The appeal arose from recovery proceedings initiated by Canara Bank against property mortgaged by a guarantor for a loan availed by a seafood export firm. Following classification of the account as a non-performing asset in 2006, the bank proceeded under the SARFAESI Act, culminating in an auction sale.
The guarantor passed away shortly before the sale, and her daughter subsequently challenged the proceedings.
The appellant raised multiple factual and procedural objections, including alleged non-compliance with mandatory rules governing possession and sale notices, incorrect invocation of statutory provisions, undervaluation of the property, pendency of a One Time Settlement proposal, and lack of notice to legal heirs.
It was also contended that the property was resold shortly after the auction at a substantially higher price, indicating serious irregularities.
Despite these allegations, and despite the writ proceedings remaining pending in various forms since 2006, the High Court declined to entertain the challenge on merits.
The Bench emphasised that the SARFAESI Act constitutes a complete code, providing an efficacious mechanism for redressal of grievances through the Debts Recovery Tribunal, including challenges to procedural irregularities and sale conduct.
Placing reliance on a consistent line of Supreme Court authority, including United Bank of India v. Satyawati Tondon, Authorized Officer, State Bank of Travancore v. Mathew K.C., and South Indian Bank Ltd. v. Naveen Mathew Philip, the Court underscored that High Courts must exercise self-imposed restraint in recovery matters, particularly where statutory remedies are available and effective.
Significantly, the Bench rejected the argument that the extraordinary length of litigation before the High Court itself constituted an exceptional circumstance.

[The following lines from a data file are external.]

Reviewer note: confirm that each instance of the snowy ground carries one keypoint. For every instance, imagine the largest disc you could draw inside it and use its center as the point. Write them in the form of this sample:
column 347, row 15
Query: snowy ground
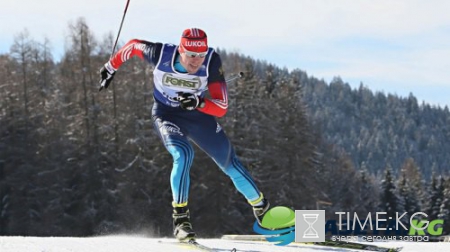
column 128, row 243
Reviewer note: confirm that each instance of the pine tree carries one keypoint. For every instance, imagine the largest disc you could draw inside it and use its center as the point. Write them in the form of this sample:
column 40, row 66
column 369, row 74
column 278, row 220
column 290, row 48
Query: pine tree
column 445, row 208
column 390, row 201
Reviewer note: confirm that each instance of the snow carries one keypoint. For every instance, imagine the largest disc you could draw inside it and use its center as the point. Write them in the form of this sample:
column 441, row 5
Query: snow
column 136, row 243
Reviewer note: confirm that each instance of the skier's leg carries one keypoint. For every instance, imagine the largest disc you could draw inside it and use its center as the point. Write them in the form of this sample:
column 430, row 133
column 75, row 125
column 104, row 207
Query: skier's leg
column 182, row 153
column 211, row 138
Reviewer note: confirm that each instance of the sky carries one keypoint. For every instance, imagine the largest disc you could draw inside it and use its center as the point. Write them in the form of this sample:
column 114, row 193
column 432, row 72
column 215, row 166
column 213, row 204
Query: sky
column 392, row 46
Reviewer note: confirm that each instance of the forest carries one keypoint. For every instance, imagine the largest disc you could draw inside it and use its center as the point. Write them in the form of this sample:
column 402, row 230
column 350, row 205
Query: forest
column 78, row 162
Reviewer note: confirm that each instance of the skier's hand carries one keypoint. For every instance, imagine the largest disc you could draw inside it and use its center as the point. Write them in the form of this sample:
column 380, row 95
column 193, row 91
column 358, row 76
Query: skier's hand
column 189, row 101
column 106, row 76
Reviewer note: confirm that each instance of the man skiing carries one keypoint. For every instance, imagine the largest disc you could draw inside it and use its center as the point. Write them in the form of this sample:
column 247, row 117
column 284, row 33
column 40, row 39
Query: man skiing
column 181, row 113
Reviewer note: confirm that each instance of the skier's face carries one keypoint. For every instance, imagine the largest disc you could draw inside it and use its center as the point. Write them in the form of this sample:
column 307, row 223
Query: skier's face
column 192, row 61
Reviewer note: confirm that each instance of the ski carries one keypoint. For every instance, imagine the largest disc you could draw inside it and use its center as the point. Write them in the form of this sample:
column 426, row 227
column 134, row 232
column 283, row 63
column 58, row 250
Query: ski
column 202, row 247
column 196, row 245
column 327, row 243
column 355, row 245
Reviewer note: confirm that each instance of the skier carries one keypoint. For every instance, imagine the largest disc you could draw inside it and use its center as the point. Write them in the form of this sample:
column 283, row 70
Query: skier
column 181, row 112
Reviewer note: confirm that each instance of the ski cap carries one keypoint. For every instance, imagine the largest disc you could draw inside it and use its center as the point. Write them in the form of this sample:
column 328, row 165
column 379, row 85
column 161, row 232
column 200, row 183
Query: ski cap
column 194, row 40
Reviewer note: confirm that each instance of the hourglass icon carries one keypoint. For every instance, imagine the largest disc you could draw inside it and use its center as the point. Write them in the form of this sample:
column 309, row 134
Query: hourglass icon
column 310, row 232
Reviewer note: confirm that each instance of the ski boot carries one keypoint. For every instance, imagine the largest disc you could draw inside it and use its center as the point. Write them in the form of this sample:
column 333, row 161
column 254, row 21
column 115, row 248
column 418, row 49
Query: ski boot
column 182, row 227
column 260, row 210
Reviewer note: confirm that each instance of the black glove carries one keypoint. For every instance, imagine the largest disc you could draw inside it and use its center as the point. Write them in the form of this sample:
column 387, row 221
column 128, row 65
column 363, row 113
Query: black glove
column 106, row 76
column 189, row 101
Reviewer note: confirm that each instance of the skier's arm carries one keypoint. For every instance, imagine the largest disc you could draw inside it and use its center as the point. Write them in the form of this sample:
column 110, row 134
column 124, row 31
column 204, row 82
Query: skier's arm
column 143, row 49
column 217, row 105
column 135, row 47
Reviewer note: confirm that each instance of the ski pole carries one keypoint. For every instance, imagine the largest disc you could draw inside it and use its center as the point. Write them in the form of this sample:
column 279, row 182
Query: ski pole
column 120, row 28
column 117, row 38
column 238, row 76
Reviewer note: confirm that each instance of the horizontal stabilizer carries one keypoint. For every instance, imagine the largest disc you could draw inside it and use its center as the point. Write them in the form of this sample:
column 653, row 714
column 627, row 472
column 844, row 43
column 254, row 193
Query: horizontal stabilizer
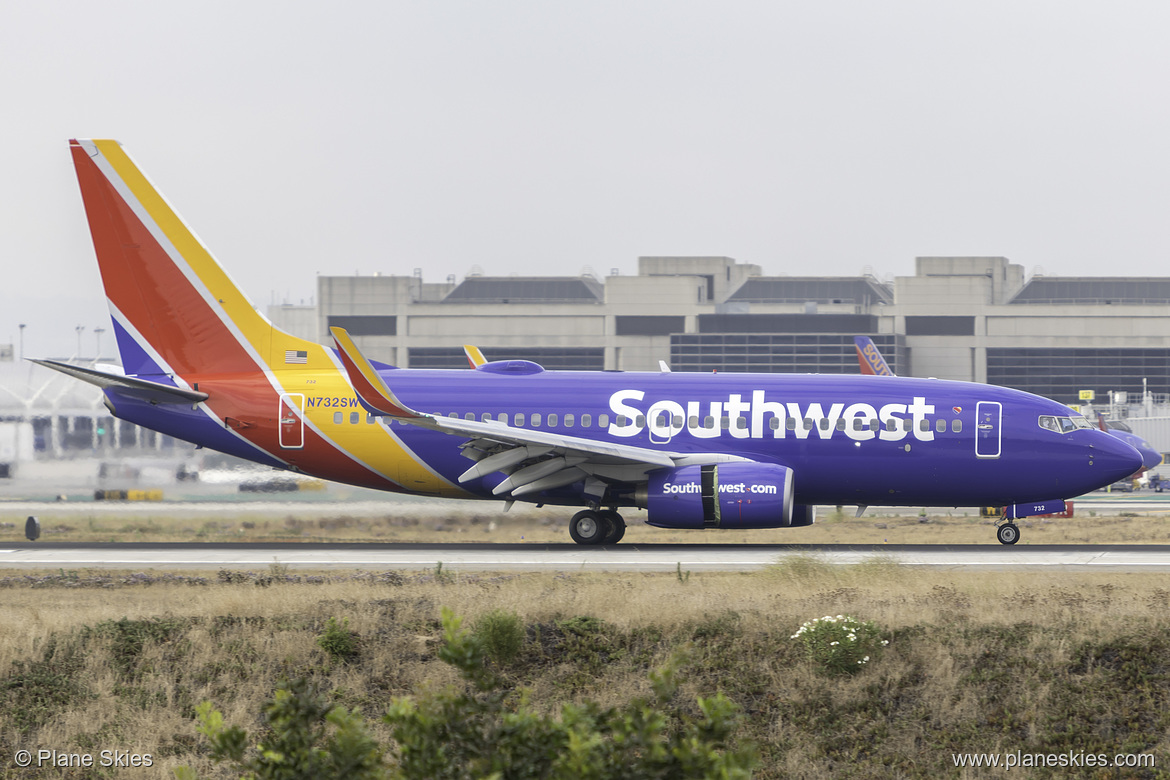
column 369, row 385
column 103, row 379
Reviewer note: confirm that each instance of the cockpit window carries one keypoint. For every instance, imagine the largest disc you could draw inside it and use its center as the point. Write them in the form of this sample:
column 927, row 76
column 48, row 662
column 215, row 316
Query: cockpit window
column 1062, row 425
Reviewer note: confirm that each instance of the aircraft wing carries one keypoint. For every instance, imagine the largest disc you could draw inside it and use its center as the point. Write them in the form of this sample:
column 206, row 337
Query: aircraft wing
column 531, row 460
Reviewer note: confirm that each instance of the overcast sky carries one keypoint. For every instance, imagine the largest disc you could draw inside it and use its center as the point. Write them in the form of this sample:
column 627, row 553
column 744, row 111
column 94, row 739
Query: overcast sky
column 545, row 137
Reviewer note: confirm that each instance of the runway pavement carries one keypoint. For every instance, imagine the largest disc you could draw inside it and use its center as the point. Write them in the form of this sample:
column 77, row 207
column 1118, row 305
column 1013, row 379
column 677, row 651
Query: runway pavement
column 568, row 557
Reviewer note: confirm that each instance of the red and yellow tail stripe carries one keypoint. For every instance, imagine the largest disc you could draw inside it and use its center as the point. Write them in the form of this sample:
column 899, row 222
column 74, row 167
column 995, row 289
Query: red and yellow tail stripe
column 170, row 295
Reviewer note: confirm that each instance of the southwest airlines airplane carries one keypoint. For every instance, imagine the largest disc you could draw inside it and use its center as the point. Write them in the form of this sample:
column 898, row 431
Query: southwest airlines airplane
column 695, row 450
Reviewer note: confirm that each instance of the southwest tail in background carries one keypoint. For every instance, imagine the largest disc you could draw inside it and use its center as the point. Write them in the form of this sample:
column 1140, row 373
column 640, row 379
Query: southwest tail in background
column 869, row 357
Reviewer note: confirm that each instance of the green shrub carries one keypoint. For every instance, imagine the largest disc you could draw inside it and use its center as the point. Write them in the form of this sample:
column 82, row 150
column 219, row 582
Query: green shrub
column 338, row 641
column 502, row 634
column 841, row 644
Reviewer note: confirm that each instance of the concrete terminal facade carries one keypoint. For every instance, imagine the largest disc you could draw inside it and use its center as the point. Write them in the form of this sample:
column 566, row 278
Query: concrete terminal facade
column 969, row 318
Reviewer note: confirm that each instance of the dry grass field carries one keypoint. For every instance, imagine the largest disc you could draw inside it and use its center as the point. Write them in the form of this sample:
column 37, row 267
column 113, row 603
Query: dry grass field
column 1038, row 662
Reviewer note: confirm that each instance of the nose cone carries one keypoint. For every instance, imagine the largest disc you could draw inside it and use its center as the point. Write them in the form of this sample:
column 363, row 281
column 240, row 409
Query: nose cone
column 1113, row 458
column 1150, row 456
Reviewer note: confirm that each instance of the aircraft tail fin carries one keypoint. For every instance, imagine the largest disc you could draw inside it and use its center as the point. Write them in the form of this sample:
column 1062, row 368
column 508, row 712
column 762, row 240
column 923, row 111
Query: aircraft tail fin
column 474, row 356
column 869, row 357
column 176, row 312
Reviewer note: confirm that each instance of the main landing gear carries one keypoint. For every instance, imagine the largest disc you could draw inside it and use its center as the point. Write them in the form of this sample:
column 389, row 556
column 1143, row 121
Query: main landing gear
column 597, row 527
column 1007, row 533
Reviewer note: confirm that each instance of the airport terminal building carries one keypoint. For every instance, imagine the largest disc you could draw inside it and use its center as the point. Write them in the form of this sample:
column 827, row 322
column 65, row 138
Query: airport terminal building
column 970, row 318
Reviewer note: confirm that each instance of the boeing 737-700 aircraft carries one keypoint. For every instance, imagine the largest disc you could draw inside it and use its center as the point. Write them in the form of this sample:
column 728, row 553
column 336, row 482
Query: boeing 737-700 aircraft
column 694, row 450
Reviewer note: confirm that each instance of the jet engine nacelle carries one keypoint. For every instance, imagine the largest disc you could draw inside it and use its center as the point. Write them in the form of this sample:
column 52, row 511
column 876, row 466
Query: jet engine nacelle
column 721, row 496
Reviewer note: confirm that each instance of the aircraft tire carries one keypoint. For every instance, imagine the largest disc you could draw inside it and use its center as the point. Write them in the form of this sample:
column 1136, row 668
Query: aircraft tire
column 587, row 527
column 1007, row 533
column 617, row 527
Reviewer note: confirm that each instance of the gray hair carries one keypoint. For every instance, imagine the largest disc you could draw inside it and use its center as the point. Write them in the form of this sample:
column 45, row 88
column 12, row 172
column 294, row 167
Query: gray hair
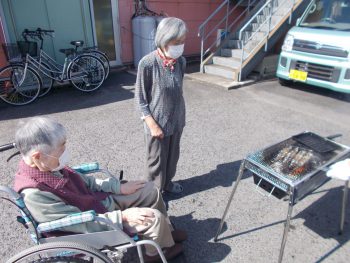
column 169, row 29
column 39, row 134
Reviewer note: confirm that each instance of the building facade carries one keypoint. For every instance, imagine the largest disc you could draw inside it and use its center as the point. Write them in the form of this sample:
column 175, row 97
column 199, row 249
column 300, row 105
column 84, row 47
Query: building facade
column 106, row 23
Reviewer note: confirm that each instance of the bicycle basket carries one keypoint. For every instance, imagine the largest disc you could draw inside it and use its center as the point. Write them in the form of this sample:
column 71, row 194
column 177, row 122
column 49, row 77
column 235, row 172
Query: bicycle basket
column 12, row 52
column 28, row 47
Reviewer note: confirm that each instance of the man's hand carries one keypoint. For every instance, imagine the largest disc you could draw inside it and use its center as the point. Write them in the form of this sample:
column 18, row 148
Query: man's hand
column 131, row 187
column 137, row 215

The Court noted that the appellant had already invoked the SARFAESI remedy before the Tribunal and that court-induced delay could not be used as a lever to avoid the statutory forum prescribed by Parliament.
"... In Glaxo Smith Kline Consumer Health Care Limited [(2020) 19 SCC 681], is that even though the High Court has wide powers under Article 226 of the Constitution of India, that does not mean that it would issue a writ which may be inconsistent with the legislative intent regarding limitation. It shall not do so, as a matter of course, when the aggrieved person could have availed of an alternative remedy in the manner prescribed by law. As noted hereinabove, the appellant has not made out any sufficient reason for not availing the alternative remedy available to her before the Tribunal", it was further added.
The judgment sends a clear signal that factual complexity, allegations of undervaluation, or prolonged pendency, howsoever compelling, cannot dilute the legislative intent underlying the SARFAESI framework, which prioritises speedy recovery of public dues with minimal judicial interference.
At the same time, the Court adopted a limited equitable approach by clarifying that the appellant would be entitled to seek exclusion of the period spent litigating before the High Court while pursuing her securitisation application before the Tribunal.
Case Title: Sophie Vinay v. Canara Bank and Ors.
Bench: Justice Anil K. Narendran and Justice Muralee Krishna S.